To satisfy this aim, Porter Place offered a symposium on aging and living well as a way to bring together experts to answer questions on the fundamentals of senior care.

Often seniors are very trusting and their children don’t know where to turn to assist them in caring for their aging parents.

“We had 11 of my peers who I felt were experts in this,” Essary said. “We had the senior symposium. They all came and spoke for like 15 minutes, and they gave the details of why, what it is, what it costs, why you need it, and maybe when you need it. So, it was about just knowing what’s our there for your aging parents and what you need to follow. I hope we accomplished that.”

Essary wants people to go to agencies that are assured to help them in the most beneficial way.

“When people get the information in crisis, they’re frantically writing,” she said. “They go and then they forget. They can’t even retain, it’s just too much information.”

Essary noted that sometimes people feel rushed to make a decision and said it would help if people were more proactive when looking toward senior care. Essary wants people to know there’s much more information to be learned when it comes to senior care than they may realize.

“People don’t know there’s extra money—the [Veterans’ Affairs] doesn’t tell you this—if you were an active wartime [veteran,] you may qualify for extra money to help pay for a community,” Essary said. “It’s extra money. A veteran can get up to $2,000 a month if they qualify. People don’t know this.”

“People don’t know that you can be on hospice and you don’t have to have a terminal illness,” Essary said. “If we had a resident who wasn’t eating and she was losing a lot of weight, it’s called palliative care. Well, people don’t know about that. They just think, ‘Oh, you must have a terminal illness.’ So, again there’s much more to that.”

Essary recognizes the challenge children face in talking to their aging parents about senior care and said it’s better not to delay those conversations for too long.

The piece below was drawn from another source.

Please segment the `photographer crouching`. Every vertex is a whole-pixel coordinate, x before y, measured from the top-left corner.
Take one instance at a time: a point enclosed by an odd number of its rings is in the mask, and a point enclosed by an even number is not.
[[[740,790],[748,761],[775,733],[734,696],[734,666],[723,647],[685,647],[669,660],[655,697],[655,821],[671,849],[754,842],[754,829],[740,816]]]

“It may take a while to talk to them about this because you just have to give it in increments,” she said. “You could always say, ‘It’s to your benefit. I want to do the best thing for you.’ I want you to have the best care.’ Maybe, they would qualify for some of these services and they don’t even know they would.”

Porter Place intends to hold another senior symposium at a later date.

“The whole premise [to that was] come on and learn about senior care,” Essary said. “You may not need it today, but you are going to need it at some point. Don’t put yourself in a crisis situation, have all the information you need. Then, when that rolls around you’re going to feel you made a very educated and the best decision for your parents.”